Ao longo de sua fala, o presidente norte-americano acusou a ONU de ser uma instituição ineficaz, dedicada a discursos e burocracia em vez de ação concreta. Embora críticas à lentidão e à complexidade da organização sejam frequentes, a narrativa de total inutilidade omite o papel da ONU em mediações, missões de paz e ajuda humanitária.

O discurso de Donald Trump também trouxe uma série de afirmações econômicas que, quando confrontadas com dados oficiais, revelam exageros e distorções. O ex-presidente afirmou que a inflação teria sido “derrotada” nos Estados Unidos e que os custos de energia, alimentos, combustíveis e financiamentos imobiliários estariam em queda acentuada.

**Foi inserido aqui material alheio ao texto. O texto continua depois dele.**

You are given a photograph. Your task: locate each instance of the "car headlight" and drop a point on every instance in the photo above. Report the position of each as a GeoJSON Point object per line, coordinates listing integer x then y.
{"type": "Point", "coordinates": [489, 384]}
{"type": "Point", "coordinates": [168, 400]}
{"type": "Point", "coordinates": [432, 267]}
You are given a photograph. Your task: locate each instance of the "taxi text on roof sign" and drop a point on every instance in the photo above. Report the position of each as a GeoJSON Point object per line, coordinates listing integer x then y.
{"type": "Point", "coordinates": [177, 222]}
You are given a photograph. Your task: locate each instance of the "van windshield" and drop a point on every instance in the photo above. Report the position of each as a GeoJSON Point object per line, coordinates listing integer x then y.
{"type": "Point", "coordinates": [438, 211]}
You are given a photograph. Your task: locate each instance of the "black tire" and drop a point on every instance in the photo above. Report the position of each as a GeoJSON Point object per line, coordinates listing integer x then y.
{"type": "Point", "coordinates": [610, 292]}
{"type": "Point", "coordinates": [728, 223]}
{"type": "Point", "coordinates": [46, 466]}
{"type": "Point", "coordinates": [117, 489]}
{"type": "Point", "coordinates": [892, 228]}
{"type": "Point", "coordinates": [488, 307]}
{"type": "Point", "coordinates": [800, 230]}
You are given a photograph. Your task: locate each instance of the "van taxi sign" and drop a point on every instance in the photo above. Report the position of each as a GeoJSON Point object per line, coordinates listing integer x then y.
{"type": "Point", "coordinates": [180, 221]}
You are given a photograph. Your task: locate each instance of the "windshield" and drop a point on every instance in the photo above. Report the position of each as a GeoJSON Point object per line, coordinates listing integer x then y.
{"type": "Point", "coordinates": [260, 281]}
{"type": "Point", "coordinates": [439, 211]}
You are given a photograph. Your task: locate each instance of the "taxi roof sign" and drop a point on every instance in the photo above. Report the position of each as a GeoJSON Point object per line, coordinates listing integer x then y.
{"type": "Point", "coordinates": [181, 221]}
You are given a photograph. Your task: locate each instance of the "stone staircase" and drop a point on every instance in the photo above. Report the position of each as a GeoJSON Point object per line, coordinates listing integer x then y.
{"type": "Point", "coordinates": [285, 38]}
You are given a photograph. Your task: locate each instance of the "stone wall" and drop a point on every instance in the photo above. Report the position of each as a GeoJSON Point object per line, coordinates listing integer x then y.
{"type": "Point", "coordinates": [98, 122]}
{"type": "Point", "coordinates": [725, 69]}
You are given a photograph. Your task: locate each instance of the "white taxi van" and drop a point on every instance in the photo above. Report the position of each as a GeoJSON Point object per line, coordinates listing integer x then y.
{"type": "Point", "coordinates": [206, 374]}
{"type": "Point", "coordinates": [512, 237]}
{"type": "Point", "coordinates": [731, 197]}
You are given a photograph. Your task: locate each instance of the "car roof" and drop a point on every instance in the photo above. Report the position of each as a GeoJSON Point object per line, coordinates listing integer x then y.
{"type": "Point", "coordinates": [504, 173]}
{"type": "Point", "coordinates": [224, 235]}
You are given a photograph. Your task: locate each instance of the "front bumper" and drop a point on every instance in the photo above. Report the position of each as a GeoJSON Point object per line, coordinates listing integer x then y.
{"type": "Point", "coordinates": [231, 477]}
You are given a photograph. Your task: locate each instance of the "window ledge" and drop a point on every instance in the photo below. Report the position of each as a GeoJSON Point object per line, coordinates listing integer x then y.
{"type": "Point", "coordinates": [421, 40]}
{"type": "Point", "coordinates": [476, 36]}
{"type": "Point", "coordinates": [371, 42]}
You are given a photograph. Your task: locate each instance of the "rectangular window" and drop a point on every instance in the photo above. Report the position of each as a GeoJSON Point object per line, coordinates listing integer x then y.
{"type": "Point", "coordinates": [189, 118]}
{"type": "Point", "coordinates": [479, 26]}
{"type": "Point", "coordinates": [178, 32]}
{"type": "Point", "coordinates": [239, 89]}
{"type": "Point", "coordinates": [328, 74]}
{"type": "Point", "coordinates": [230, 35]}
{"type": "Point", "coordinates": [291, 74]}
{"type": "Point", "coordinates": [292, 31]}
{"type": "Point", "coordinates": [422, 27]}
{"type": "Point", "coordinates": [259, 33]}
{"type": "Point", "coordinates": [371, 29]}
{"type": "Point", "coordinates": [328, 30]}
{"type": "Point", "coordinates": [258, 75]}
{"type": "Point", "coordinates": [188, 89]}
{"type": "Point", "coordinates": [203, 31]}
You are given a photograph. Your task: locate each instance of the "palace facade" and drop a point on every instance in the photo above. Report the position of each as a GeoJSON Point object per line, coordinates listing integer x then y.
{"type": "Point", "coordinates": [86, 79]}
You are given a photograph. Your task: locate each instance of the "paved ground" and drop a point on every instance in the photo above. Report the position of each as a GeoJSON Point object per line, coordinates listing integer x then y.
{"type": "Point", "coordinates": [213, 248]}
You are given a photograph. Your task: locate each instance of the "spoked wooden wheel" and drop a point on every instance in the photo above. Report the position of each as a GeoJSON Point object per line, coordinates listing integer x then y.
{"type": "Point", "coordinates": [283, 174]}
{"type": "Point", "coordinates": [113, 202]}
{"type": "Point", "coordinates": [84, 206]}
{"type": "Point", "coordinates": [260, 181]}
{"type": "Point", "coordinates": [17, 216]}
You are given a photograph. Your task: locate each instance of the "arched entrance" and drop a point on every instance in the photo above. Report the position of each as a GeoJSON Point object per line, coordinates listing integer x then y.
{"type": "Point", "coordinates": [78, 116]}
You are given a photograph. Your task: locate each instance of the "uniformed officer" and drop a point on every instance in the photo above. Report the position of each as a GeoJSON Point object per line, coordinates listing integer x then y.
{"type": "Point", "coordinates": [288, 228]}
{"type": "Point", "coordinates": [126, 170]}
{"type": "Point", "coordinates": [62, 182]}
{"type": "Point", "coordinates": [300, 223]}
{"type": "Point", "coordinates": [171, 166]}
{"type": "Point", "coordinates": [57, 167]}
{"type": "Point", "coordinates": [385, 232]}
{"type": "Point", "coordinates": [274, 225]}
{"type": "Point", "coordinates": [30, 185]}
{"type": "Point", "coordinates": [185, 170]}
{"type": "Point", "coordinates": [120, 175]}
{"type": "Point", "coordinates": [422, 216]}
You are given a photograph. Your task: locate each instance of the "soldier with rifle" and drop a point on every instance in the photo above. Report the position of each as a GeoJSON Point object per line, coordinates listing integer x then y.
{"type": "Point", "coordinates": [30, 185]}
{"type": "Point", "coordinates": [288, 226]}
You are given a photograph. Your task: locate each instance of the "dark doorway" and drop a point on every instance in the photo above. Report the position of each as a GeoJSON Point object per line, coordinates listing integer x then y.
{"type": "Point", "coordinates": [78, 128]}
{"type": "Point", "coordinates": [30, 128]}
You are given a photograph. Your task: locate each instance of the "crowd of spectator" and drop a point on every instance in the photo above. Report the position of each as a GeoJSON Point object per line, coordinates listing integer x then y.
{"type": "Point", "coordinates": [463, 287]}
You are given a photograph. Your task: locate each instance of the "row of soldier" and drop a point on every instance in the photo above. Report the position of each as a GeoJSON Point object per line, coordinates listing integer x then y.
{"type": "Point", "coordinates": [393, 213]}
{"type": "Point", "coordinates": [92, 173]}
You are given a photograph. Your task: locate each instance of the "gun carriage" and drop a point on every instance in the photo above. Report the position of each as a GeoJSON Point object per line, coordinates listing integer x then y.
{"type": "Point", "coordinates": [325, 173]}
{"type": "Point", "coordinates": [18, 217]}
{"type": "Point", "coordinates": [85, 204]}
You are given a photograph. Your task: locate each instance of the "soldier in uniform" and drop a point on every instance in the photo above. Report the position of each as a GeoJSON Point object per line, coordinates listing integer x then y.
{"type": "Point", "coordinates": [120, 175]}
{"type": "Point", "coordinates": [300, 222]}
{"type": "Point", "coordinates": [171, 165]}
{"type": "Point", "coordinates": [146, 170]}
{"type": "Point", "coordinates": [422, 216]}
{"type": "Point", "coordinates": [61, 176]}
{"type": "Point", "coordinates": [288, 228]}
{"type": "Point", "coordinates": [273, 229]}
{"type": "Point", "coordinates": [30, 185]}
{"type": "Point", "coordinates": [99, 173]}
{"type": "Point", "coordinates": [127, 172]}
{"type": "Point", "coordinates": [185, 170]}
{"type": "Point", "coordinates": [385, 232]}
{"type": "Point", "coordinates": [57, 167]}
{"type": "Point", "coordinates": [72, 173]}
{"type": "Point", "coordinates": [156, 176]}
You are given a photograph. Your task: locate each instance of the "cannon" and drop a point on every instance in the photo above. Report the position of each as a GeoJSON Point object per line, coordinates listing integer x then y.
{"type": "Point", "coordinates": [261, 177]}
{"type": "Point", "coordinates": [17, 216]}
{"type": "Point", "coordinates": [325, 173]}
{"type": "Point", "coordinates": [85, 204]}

Os números oficiais, porém, mostram um quadro mais moderado: o índice de preços ao consumidor (CPI) registrou 2,9% em agosto de 2025, enquanto a inflação subjacente, que exclui energia e alimentos, ficou em 3,1% no mesmo período.

Trump também descreveu uma “era dourada” da economia norte-americana, associando sua gestão a um crescimento extraordinário. De fato, o PIB real cresceu 3,3% no segundo trimestre de 2025, segundo o Bureau of Economic Analysis, um rebote expressivo após uma contração no primeiro trimestre. O resultado reforça a retomada econômica, mas não sustenta sozinho a narrativa de prosperidade sem precedentes.

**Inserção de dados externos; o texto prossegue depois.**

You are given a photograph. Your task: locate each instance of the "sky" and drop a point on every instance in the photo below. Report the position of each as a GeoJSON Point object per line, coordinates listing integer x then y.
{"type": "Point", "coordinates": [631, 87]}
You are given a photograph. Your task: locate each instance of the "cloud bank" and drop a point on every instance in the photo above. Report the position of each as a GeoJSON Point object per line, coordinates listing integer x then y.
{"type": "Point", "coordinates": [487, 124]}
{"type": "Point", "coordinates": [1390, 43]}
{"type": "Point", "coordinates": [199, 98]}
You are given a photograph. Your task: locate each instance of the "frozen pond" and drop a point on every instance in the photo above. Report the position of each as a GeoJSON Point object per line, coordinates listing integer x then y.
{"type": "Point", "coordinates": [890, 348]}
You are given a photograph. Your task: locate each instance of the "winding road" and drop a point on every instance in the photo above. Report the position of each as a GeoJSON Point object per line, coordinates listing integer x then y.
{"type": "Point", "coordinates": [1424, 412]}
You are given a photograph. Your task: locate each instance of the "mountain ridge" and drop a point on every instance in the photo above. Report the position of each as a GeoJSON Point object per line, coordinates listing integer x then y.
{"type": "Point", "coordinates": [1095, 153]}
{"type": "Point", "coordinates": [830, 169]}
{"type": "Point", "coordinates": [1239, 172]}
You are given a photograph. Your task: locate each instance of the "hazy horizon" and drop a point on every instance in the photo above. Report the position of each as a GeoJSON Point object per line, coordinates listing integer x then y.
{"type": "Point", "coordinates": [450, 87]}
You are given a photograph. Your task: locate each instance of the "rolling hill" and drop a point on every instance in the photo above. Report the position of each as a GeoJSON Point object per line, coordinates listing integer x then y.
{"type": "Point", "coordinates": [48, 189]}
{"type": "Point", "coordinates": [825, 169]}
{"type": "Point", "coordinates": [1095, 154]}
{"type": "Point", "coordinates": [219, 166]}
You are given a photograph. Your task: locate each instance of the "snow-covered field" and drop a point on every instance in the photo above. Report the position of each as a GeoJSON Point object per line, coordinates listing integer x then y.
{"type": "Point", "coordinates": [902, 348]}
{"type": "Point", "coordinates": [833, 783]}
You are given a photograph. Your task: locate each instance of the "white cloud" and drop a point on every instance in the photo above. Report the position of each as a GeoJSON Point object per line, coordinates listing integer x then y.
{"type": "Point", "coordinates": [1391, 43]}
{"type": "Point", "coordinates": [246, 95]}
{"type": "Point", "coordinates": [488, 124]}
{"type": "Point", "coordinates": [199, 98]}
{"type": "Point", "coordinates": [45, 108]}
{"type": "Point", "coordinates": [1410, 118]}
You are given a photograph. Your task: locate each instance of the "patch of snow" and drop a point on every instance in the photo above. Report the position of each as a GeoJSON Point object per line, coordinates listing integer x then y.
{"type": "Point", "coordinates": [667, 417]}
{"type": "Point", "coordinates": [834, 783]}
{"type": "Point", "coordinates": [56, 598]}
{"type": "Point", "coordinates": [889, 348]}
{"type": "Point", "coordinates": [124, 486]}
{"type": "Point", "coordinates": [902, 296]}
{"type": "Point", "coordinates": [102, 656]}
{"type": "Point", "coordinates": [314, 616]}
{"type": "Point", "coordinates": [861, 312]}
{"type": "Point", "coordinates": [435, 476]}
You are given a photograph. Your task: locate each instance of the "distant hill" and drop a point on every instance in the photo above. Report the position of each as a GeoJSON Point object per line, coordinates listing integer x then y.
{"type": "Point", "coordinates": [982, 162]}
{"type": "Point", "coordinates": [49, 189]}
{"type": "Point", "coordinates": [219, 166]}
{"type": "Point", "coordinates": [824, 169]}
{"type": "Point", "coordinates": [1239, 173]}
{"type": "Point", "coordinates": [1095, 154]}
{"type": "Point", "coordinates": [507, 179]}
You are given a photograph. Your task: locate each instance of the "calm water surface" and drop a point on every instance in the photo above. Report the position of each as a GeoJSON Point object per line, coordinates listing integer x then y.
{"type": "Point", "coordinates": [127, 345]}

Um dos pontos mais controversos do discurso foi a cifra de US$ 17 trilhões em investimentos que Trump disse ter “assegurado” e já estariam sendo pagos. Investigações independentes revelam que grande parte desses números decorre de anúncios repetidos, promessas condicionais ou projetos ainda em fase de intenção, sem execução garantida. Ao apresentar esses valores como resultados concretos, o ex-presidente infla artificialmente a percepção de conquistas. Na prática, os montantes efetivamente realizados são muito menores.

Trump ainda citou recordes sucessivos na bolsa de valores para sustentar seu argumento de um “triunfo econômico”. É fato que índices como o S&P 500 e o Nasdaq atingiram máximas em 2025, impulsionados pelo setor de tecnologia e pela expectativa de cortes de juros. Porém, a afirmação de dezenas de recordes sem detalhamento estatístico mascara a natureza episódica desses picos, que não podem ser interpretados isoladamente como prova de estabilidade ou crescimento sustentado.

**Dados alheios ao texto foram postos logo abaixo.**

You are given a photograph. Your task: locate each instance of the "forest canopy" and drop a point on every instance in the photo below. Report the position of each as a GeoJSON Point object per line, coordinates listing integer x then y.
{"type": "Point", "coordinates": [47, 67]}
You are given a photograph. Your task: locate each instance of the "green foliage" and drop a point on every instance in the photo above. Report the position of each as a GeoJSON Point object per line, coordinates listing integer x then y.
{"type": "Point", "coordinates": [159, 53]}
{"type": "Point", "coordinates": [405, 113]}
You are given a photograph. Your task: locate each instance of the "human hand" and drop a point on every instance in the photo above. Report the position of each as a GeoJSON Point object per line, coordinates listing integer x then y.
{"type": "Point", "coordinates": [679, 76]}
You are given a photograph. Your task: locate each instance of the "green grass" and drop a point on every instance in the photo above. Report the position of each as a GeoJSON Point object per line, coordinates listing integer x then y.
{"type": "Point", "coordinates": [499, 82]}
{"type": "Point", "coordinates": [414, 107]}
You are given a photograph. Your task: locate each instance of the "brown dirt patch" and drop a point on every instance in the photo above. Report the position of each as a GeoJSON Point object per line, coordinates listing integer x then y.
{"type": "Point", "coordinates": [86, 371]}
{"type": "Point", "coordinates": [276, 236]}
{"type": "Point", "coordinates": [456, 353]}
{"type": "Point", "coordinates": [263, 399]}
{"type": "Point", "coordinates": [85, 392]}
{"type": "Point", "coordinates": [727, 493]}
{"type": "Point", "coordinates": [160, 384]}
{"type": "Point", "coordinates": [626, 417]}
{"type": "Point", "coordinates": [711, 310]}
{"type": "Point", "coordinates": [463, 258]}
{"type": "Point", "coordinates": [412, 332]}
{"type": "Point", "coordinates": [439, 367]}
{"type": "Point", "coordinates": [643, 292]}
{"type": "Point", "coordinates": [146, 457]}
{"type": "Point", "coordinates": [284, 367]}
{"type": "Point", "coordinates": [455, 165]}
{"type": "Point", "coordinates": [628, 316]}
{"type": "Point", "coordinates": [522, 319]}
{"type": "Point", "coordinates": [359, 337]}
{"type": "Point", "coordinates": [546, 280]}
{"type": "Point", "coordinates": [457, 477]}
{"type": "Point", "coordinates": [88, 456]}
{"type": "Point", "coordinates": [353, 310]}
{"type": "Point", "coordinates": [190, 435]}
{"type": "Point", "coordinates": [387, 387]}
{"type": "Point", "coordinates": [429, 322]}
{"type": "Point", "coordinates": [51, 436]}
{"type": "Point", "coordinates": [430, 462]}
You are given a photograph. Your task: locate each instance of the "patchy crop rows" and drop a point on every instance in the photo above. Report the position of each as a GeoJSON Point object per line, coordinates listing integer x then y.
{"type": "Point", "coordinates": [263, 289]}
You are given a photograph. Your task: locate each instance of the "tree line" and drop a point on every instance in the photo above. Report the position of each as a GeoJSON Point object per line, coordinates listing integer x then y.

Ao tratar da política monetária, Trump também sugeriu que os cortes de juros já haviam resolvido os principais problemas da inflação. O Federal Reserve, de fato, iniciou reduções na taxa básica ao longo de 2025, mas autoridades monetárias e organismos internacionais como a OCDE continuam alertando que a inflação permanece acima da meta em horizontes mais longos. Ou seja, o alívio existe, mas não representa o fim da pressão inflacionária.

O balanço do discurso mostra que Trump usou a tribuna da ONU para reforçar suas bandeiras políticas, apostando em uma retórica forte para sua base doméstica. No entanto, a checagem de fatos revela que grande parte das afirmações não resiste à análise de dados concretos. A fala do presidente norte-americano pode agradar a seus apoiadores, mas é vista pela comunidade internacional como um misto de exageros, meias-verdades e ataques retóricos que pouco contribuem para o debate global.